Rabu, Oktober 9, 2024

Kelemahan Capres Prabowo Tampil “Asal Beda”

Abraham Fanggidae
Abraham Fanggidae
Mantan Birokrat Negara, kini Pengamat Kebijakan Publik, Tinggal di Jakarta Selatan

Dalam debat calon presiden pada Sabtu, 30 Maret 2019, penonton disuguhi suasana kurang pas. Mungkin banyak orang jadi marah. Marah karena Prabowo menghina, meremehkan TNI. Mungkin marah karena orang tertawa kenapa harus dimarahi? Capres Prabowo emosi, marah-marah sebagian penonton. Mengapa? Ini kata Prabowo. “Jangan ketawa. Kenapa kalian ketawa? Pertahanan Indonesia rapuh kalian ketawa. Lucu ya? Kok lucu”.
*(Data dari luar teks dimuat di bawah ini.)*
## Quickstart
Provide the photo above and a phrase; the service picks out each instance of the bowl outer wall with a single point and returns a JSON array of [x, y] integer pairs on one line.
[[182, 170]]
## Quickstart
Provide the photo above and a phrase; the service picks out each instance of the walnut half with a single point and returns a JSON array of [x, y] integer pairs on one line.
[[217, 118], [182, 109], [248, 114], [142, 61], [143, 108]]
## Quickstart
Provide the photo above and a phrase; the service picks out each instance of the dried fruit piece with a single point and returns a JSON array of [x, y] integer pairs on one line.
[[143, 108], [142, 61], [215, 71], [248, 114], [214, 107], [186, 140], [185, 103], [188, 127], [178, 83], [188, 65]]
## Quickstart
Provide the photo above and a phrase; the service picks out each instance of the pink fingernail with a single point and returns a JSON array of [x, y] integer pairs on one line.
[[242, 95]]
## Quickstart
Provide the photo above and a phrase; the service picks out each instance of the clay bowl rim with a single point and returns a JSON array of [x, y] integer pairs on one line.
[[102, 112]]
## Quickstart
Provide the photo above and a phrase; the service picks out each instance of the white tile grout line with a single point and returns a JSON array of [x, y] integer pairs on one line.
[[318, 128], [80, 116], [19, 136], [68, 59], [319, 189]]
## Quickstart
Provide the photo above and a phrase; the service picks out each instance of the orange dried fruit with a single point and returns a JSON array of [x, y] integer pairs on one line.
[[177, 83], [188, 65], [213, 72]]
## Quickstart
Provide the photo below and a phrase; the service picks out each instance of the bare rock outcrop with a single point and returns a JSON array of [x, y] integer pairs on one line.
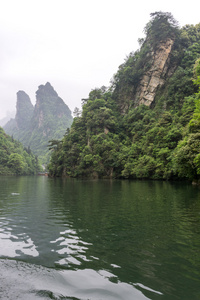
[[155, 76]]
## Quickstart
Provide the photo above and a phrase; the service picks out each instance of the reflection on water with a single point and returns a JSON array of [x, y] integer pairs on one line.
[[73, 239]]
Tapi ada respon dari politikus kubu paslon 2. Respon dengan nada membela Prabowo. Bukan politikus namanya, jika emoh bersilat lidah mempertahankan atau merespon suatu pernyataan kepada diri atau kubu mereka. Prabowo tidak marah, kok. Demikian Juru Bicara Badan Pemenangan Nasional (BPN) Ferdinand Hutahaean.

Ia membantah Prabowo tampil emosional dalam debat capres Sabtu kemarin. Ia mengatakan Prabowo hanya ingin menujukkan rasa nasionalisme dan patriotismenya ketika ada pihak yang menertawakan kelemahan bangsa Indonesia. “Pak Prabowo bukan emosional, tapi siapa pun manusia, anak bangsa ini yang melihat orang menertawakan bangsanya lemah maka memang harus marah” (CNNIndonesia.com31/3).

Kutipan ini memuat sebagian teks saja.